Der Nachprüfungsantrag ist unbegründet, da die Antragstellerin nach dem Ergebnis der Beweisaufnahme durch das Vorgehen der Antragsgegnerin nicht in ihren Bieterrechten verletzt worden ist. Zwar hat die Antragsgegnerin aus der Entscheidung des Bundesvergabeamtes falsche rechtliche Schlüsse gezogen. Die Entscheidung bot keine Rechtsgrundlage dafür, das förmliche Vergabeverfahren einzustellen, ebenso wenig durfte sie den Zuschlag ohne Einhaltung der Wartefrist an die Beigeladene erteilen.

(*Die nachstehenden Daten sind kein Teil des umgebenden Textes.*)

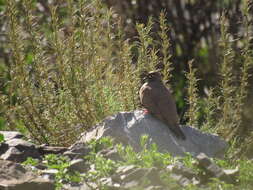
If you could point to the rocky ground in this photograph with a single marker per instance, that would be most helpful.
(103, 164)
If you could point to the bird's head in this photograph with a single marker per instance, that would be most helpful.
(154, 76)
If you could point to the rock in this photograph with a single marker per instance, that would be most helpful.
(44, 149)
(8, 135)
(19, 150)
(13, 176)
(13, 154)
(3, 148)
(212, 169)
(181, 180)
(78, 165)
(77, 150)
(155, 188)
(180, 169)
(111, 153)
(83, 186)
(153, 176)
(49, 174)
(128, 127)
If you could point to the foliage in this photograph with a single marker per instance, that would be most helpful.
(61, 164)
(1, 138)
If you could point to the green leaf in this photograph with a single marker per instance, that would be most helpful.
(1, 138)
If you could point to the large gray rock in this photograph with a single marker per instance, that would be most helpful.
(19, 150)
(13, 176)
(8, 135)
(128, 127)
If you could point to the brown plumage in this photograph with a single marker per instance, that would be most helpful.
(157, 99)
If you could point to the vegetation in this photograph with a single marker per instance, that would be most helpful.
(149, 157)
(66, 65)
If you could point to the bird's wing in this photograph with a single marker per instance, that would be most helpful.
(149, 101)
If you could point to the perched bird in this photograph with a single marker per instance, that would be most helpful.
(157, 99)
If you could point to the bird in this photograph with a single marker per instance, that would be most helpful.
(159, 102)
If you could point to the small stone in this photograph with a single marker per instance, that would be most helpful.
(212, 169)
(19, 150)
(181, 180)
(12, 154)
(155, 188)
(77, 150)
(136, 174)
(49, 174)
(44, 149)
(180, 169)
(111, 153)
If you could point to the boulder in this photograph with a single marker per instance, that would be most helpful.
(128, 127)
(13, 176)
(19, 150)
(8, 135)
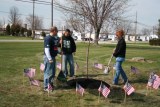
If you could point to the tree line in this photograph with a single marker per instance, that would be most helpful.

Dennoch ist der Nachprüfungsantrag der Antragstellerin zurückzuweisen. Denn die Zuschlagsentscheidung zugunsten der Beigeladenen erweist sich im Ergebnis als die materiell-rechtlich zutreffende Vergabeentscheidung, mag auch das Vorgehen der Antragsgegnerin die aufgezeigten formellen Mängel gehabt haben. Korrekterweise hätte die Antragsgegnerin in einem Schreiben gemäß § 101 a GWB mitteilen müssen, dass ein Zuschlag auf das Angebot der Antragstellerin wegen des nicht bestandenen Funktionsnachweises nicht in Betracht kommt und dass beabsichtigt ist, das Vergabeverfahren durch Zuschlagserteilung an die Beigeladene als der wirtschaftlichsten Bieterin abzuschließen. Vor Zuschlagserteilung hätte die Frist des § 101 a GWB abgewartet werden müssen.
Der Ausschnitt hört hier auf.